На прошлой неделе в деревню прибыл фельдкомендант. Как-то утром Вашаломидзе увидел его в окно. Неповоротливый, приземистый, распухший от пьянства фашист купал в озере гнедого жеребца. Ладо запомнились его подстриженные, как у Гитлера, усы и двойной подбородок. Фельдкомендант должен был обмолотить и послать в город хлеб из трех колхозов.
В тот год на передольских полях творились чудеса. Стеной стояла высокая пшеница. Можно было пройти поле от края до края и не найти ни одного тощего колоса.
Настасья Степановна говорила: в нынешнем году передольцы получили бы по пять — шесть килограммов пшеницы на трудодень. Но не на радость деревне созрел этот урожай. Фельдкомендант сам подбирал работниц для молотьбы. Марию тоже два раза гоняли на ток. Трактором управлял старик Гирский.

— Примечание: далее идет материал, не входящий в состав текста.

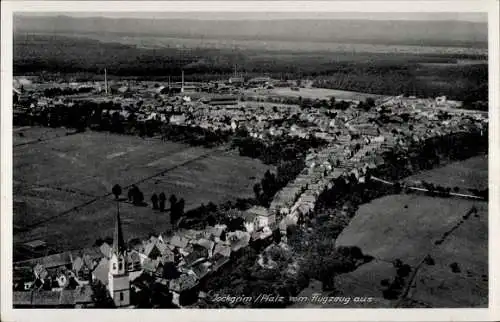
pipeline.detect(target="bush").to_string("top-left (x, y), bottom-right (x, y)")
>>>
top-left (450, 262), bottom-right (461, 273)
top-left (392, 258), bottom-right (403, 268)
top-left (424, 255), bottom-right (436, 265)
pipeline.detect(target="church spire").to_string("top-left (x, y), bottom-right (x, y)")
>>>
top-left (112, 202), bottom-right (126, 254)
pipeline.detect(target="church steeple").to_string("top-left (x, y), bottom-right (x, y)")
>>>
top-left (112, 202), bottom-right (126, 255)
top-left (108, 202), bottom-right (130, 307)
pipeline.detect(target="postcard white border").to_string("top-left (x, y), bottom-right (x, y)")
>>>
top-left (0, 0), bottom-right (500, 322)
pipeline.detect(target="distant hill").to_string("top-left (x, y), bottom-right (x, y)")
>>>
top-left (14, 15), bottom-right (488, 48)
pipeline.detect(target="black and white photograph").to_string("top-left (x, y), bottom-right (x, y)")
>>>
top-left (2, 1), bottom-right (498, 321)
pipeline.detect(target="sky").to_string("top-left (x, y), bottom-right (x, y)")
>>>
top-left (19, 12), bottom-right (487, 22)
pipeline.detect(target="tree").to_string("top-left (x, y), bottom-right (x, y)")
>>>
top-left (366, 97), bottom-right (375, 108)
top-left (330, 96), bottom-right (335, 108)
top-left (158, 192), bottom-right (167, 211)
top-left (151, 193), bottom-right (158, 210)
top-left (177, 198), bottom-right (186, 218)
top-left (168, 194), bottom-right (177, 209)
top-left (253, 183), bottom-right (262, 200)
top-left (111, 184), bottom-right (122, 200)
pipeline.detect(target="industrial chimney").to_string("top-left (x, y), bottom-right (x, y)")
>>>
top-left (104, 68), bottom-right (108, 95)
top-left (181, 69), bottom-right (184, 93)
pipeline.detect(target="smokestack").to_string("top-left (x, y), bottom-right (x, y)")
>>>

Машина ли была тому виной или старость Гирского, но трактор почти всегда был на простое. Иногда за длинный летний день не удавалось обмолотить и полвоза пшеницы. В разгаре работы машина вдруг начинала оглушительно трещать. Казалось, вот-вот взлетит на воздух, но она так же внезапно замолкала, и, пока удавалось снова ее запустить, наступали сумерки и работа прекращалась. Старик Гирский с утра до вечера возился с трактором. Тут же кружился староста Гаврик и последними словами ругал тракториста.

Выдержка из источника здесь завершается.